Overview
Git is the project’s permanent record. A scrambled history hides the bug that shipped on Tuesday and confuses every agent that reads git log for context. This page covers the rules that keep the record legible. Read general-principles first.
One commit equals one logical change
Every commit is a coherent unit a reviewer can revert in isolation. A commit that renames a file, fixes a bug, and bumps a dependency is three commits stapled together; split it with git add -p. If the diff cannot be summarized in one sentence, it is too big. Refactors land before behavior changes, never mixed in. A clean stack of small commits also gives git bisect something to work with.
A commit message is the smallest unit of documentation
The subject line is the API contract for future readers and for git log --oneline. The body explains the why that the diff cannot show.
fix(parser): reject invoices with negative line items
The upstream supplier started emitting refunds as negative
amounts on the same invoice as positive line items. Treat the
whole invoice as a credit note instead, per the 2026-05 spec.
Closes #482.
Rules: 50-character subject, blank line, 72-character wrapped body. No git commit -m "fix". No WIP or updates in main’s history.
Conventional Commits for the subject line
Use the Conventional Commits prefix so changelogs, release tooling, and humans can scan the log. The set worth using:
feat(scope):a user-visible feature.fix(scope):a bug fix.refactor(scope):behavior unchanged, structure changed.docs(scope):documentation only.chore(scope):build, deps, or tooling changes that ship nothing.test(scope):test-only changes.
The scope is the directory or subsystem (parser, auth, coding). Drop the scope only for repo-wide changes.
Rebase short-lived branches, merge long-lived ones
A feature branch alive for under a week should rebase onto main before opening a PR. The result is a linear history a reviewer can read top to bottom.
git fetch origin
git rebase origin/mainA long-lived integration branch (a release train, a multi-month migration) merges instead, because rebasing rewrites shared history. The rule: rebase what is yours alone, merge what other people have already pulled.
Never rebase published commits
Once a commit is pushed and someone else may have pulled it, it is immutable. Rebasing or --amend-ing a published commit forces every collaborator to reconcile a divergent history. git push --force-with-lease is the safe form for force-pushing your own feature branch; git push --force on main is a fireable offense.
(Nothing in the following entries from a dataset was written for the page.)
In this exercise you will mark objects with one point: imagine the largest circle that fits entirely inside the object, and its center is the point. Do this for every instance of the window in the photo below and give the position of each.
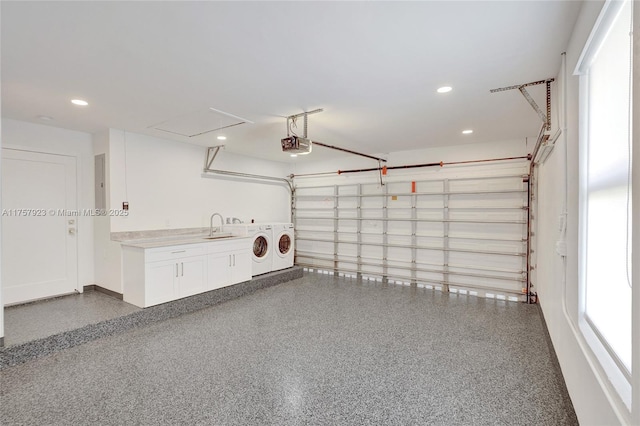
(605, 69)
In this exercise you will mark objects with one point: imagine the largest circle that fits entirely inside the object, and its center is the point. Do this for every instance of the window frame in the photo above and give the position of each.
(618, 374)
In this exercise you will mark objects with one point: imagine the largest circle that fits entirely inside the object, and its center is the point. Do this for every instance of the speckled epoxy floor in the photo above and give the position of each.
(317, 350)
(36, 320)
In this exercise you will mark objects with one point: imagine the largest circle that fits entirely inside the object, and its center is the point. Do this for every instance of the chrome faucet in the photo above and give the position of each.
(211, 223)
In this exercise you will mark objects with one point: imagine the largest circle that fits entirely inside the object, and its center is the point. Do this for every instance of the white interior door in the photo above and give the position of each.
(39, 251)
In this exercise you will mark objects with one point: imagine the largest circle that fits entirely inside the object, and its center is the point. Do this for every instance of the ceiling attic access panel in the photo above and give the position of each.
(200, 123)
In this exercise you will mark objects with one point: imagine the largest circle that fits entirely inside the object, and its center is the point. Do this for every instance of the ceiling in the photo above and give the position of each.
(373, 67)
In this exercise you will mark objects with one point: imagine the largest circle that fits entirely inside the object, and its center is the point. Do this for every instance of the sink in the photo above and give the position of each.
(219, 235)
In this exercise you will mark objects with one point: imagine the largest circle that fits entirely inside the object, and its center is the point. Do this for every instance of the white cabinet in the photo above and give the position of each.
(154, 275)
(158, 275)
(229, 263)
(162, 277)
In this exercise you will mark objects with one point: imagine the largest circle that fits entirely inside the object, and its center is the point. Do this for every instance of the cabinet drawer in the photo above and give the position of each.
(226, 246)
(174, 252)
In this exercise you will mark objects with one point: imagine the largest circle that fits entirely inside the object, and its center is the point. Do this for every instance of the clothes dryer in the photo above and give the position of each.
(262, 244)
(283, 244)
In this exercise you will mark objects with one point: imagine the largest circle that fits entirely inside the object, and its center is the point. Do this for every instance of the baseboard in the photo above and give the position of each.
(94, 287)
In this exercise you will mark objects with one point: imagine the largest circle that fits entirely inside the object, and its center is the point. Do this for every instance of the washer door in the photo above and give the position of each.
(284, 244)
(260, 247)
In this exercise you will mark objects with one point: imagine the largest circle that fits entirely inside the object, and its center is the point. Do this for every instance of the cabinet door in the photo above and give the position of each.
(160, 282)
(219, 270)
(193, 273)
(241, 269)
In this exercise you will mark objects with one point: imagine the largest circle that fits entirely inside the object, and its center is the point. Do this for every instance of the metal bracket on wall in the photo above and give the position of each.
(546, 118)
(212, 152)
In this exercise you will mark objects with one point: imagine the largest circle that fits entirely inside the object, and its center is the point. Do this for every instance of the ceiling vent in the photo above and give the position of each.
(200, 123)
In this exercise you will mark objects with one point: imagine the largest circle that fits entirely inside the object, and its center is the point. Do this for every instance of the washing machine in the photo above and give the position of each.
(262, 244)
(283, 246)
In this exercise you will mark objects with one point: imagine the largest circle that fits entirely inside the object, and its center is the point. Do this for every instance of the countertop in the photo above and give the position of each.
(177, 240)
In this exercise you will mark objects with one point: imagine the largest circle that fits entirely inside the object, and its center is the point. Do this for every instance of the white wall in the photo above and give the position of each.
(108, 267)
(40, 138)
(594, 402)
(162, 181)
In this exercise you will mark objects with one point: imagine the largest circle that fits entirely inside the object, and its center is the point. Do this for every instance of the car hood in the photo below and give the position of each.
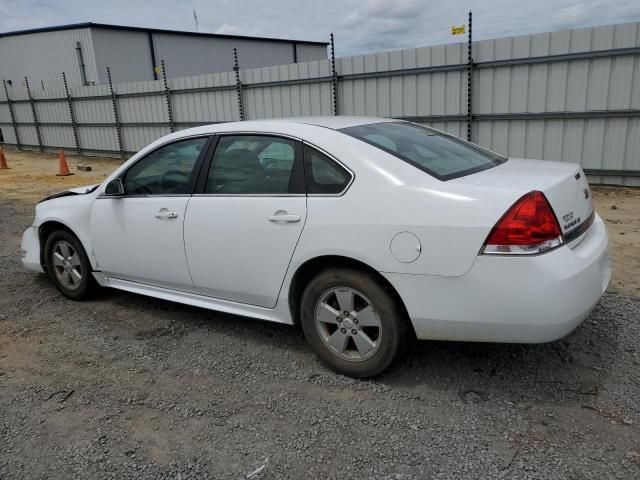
(72, 191)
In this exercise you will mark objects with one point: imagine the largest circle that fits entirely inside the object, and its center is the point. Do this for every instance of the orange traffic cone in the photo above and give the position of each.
(3, 161)
(64, 168)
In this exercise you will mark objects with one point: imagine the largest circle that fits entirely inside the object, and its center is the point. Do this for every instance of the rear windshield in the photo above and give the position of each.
(440, 155)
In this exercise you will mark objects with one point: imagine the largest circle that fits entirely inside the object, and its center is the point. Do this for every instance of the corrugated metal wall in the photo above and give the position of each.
(43, 57)
(569, 96)
(126, 53)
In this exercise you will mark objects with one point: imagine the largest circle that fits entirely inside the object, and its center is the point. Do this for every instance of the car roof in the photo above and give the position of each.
(276, 125)
(335, 122)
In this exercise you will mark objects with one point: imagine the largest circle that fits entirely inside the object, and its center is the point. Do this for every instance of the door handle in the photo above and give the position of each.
(163, 213)
(283, 216)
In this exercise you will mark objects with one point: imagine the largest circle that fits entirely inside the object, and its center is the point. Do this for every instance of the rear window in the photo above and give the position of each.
(440, 155)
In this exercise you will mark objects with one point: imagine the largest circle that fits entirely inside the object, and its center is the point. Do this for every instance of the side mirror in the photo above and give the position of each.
(114, 188)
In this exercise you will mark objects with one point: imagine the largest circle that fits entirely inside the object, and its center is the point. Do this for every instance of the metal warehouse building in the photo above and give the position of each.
(84, 51)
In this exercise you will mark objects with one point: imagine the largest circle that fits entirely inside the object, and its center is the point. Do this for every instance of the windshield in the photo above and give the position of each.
(440, 155)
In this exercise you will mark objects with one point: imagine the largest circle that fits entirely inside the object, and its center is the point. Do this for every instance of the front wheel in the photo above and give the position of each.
(352, 322)
(68, 265)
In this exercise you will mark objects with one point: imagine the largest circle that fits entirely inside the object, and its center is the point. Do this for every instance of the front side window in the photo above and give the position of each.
(165, 171)
(443, 156)
(323, 175)
(254, 165)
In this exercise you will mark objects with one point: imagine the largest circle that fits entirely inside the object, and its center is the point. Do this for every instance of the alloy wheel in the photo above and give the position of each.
(67, 265)
(348, 324)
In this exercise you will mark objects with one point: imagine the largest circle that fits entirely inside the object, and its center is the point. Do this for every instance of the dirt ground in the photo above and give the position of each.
(126, 386)
(33, 176)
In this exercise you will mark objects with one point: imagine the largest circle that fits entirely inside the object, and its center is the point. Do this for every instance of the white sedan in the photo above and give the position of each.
(365, 231)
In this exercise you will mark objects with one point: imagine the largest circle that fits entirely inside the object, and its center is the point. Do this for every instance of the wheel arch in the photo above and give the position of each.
(312, 267)
(45, 229)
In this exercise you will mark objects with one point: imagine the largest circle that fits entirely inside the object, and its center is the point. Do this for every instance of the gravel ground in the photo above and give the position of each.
(131, 387)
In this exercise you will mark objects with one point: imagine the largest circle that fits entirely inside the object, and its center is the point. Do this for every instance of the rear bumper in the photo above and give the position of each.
(30, 248)
(511, 299)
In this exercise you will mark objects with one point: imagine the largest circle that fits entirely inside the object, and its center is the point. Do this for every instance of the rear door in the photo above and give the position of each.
(243, 224)
(139, 236)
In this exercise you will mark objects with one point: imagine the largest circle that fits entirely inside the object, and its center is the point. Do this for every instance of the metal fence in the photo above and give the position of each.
(570, 95)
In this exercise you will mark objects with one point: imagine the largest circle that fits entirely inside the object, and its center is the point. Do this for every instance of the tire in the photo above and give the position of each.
(368, 350)
(68, 266)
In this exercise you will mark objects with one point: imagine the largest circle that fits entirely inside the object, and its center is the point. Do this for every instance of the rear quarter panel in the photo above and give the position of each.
(389, 196)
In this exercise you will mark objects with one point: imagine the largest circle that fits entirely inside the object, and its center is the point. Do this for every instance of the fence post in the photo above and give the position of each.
(34, 115)
(334, 77)
(236, 68)
(116, 114)
(13, 116)
(469, 83)
(167, 97)
(72, 115)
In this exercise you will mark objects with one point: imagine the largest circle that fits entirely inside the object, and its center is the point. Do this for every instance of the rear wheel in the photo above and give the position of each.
(352, 322)
(68, 265)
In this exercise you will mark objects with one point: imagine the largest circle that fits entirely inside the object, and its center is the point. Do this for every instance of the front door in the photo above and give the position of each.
(242, 229)
(139, 236)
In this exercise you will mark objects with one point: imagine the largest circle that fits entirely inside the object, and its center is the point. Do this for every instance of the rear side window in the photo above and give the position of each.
(442, 156)
(255, 165)
(323, 175)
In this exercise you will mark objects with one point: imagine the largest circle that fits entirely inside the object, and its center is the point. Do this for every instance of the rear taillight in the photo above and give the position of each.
(529, 227)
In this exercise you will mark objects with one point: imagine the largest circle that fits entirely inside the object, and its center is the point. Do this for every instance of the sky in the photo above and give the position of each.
(359, 26)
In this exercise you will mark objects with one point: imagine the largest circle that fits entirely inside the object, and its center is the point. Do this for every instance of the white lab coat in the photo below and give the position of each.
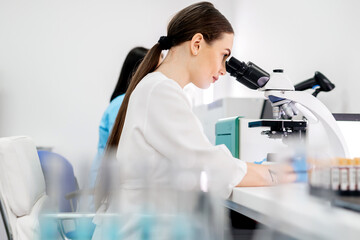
(162, 136)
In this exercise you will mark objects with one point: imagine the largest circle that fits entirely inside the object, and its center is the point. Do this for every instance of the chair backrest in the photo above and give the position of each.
(59, 179)
(22, 185)
(4, 224)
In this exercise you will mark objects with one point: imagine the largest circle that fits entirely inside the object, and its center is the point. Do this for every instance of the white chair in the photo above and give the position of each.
(22, 186)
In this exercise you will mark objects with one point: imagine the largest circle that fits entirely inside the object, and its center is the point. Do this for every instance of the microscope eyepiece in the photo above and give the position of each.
(248, 74)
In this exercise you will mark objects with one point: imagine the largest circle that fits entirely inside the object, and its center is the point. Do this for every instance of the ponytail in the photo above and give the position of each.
(148, 65)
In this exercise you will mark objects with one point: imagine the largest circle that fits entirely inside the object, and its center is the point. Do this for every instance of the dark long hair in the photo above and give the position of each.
(201, 18)
(131, 63)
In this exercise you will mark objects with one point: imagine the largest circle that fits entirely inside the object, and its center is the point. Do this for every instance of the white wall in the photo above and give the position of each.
(303, 37)
(60, 60)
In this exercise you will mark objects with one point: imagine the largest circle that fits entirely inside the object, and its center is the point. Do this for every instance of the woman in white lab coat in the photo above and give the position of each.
(156, 128)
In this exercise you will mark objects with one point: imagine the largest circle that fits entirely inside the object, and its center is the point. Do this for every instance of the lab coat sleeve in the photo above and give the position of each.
(174, 131)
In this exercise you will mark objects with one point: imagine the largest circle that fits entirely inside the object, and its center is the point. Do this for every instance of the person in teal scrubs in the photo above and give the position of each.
(132, 61)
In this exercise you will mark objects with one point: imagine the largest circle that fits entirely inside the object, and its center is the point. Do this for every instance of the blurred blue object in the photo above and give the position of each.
(261, 161)
(59, 179)
(61, 183)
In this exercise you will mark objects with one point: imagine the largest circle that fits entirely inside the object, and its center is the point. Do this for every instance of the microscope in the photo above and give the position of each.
(288, 103)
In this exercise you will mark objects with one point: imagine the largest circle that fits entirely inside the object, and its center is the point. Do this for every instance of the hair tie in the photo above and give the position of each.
(165, 42)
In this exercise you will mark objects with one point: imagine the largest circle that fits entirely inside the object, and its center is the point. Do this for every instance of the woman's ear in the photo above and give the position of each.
(195, 44)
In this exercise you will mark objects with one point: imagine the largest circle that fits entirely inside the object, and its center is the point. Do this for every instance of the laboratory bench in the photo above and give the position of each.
(291, 210)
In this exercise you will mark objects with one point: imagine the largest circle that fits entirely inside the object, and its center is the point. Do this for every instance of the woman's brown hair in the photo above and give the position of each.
(200, 17)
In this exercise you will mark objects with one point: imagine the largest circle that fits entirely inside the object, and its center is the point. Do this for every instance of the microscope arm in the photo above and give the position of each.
(320, 111)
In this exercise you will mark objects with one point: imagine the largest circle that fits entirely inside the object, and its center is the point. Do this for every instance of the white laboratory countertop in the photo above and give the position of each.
(290, 209)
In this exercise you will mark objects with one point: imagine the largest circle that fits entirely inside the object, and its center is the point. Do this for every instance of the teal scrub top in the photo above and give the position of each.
(106, 124)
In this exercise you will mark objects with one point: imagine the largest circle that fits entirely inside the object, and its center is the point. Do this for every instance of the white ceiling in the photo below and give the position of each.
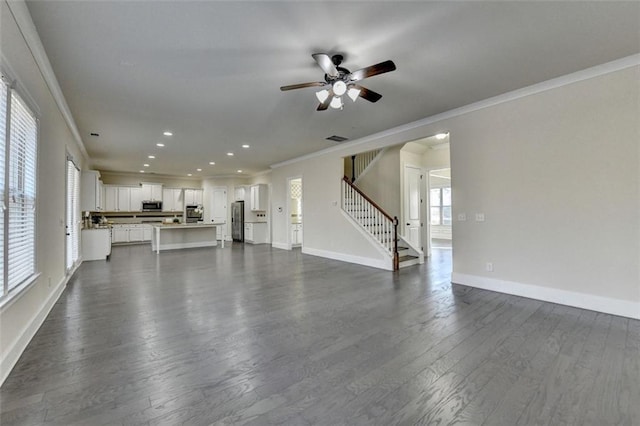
(211, 71)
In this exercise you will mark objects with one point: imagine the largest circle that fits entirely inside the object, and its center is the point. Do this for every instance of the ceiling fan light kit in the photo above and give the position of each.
(341, 81)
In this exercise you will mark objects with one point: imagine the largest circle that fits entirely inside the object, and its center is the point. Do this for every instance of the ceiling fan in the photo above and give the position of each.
(339, 81)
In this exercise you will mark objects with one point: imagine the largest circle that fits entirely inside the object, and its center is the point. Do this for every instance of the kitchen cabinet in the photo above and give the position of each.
(147, 232)
(96, 244)
(259, 196)
(239, 193)
(131, 233)
(172, 200)
(193, 197)
(110, 198)
(135, 201)
(255, 232)
(296, 234)
(90, 191)
(120, 234)
(124, 199)
(152, 192)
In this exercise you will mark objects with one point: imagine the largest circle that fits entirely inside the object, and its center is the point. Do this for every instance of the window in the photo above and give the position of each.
(440, 201)
(18, 148)
(73, 217)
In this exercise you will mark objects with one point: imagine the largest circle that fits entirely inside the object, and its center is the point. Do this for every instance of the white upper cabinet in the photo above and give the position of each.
(193, 197)
(259, 197)
(135, 202)
(91, 191)
(172, 200)
(152, 192)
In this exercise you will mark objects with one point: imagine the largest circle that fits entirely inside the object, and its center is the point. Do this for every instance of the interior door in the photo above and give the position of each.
(412, 202)
(219, 211)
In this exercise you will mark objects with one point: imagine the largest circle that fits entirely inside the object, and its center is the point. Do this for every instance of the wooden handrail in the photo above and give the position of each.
(373, 203)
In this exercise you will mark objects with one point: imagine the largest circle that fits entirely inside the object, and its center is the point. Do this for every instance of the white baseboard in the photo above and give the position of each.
(366, 261)
(591, 302)
(281, 246)
(31, 328)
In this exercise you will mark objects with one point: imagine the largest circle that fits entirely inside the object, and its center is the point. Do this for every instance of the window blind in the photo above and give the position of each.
(73, 216)
(4, 89)
(22, 193)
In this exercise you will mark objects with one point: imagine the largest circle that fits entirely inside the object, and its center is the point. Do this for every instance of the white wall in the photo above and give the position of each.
(20, 319)
(547, 165)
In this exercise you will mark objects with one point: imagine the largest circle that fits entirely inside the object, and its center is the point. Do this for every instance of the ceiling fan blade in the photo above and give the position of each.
(326, 64)
(376, 69)
(324, 105)
(367, 94)
(303, 85)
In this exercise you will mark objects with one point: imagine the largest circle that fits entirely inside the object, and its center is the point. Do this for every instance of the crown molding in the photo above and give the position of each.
(592, 72)
(28, 30)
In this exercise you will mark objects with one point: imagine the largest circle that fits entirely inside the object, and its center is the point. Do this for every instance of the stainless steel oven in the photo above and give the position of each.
(152, 206)
(193, 213)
The same rule applies to git commit --amend: only amend before the push.
Pre-commit hooks run formatters and linters
Hooks are the cheapest place to catch the bugs that block CI. Wire prettier, ruff, eslint, shellcheck, and a secrets scanner into a pre-commit hook so they run before the commit lands. Use pre-commit (the framework) to keep the config portable. Do not skip hooks on a whim. git commit --no-verify exists for the rare emergency, not for everyday speed. A team that habitually skips hooks has hooks that need fixing.
.gitignore is not a security boundary
.gitignore keeps build output and editor noise out of the diff. It does not protect secrets. A .env file committed once stays in the history forever; the file is reachable in every clone after the “fix” commit. Treat any accidentally committed secret as compromised and rotate it. Run gitleaks or trufflehog in CI to fail the build on a key pattern. See dotfiles and config-files for the public-vs-private split that keeps secrets out of the repo in the first place.
Squash-merge as the PR default
Squash-merge collapses a feature branch into one commit on main. Combined with Conventional Commits on the squashed subject, main’s history becomes one line per shipped change. Set this as the default in github repository settings. Use merge commits only when the individual commits on the branch are themselves meaningful.
Aliases worth setting
Three aliases save real time. Add to ~/.gitconfig:
[alias]
lg = log --graph --oneline --decorate --all
st = status -sb
amend = commit --amend --no-editCombine with shell for scripted Git workflows and claude-code-workflow for agent-driven commits.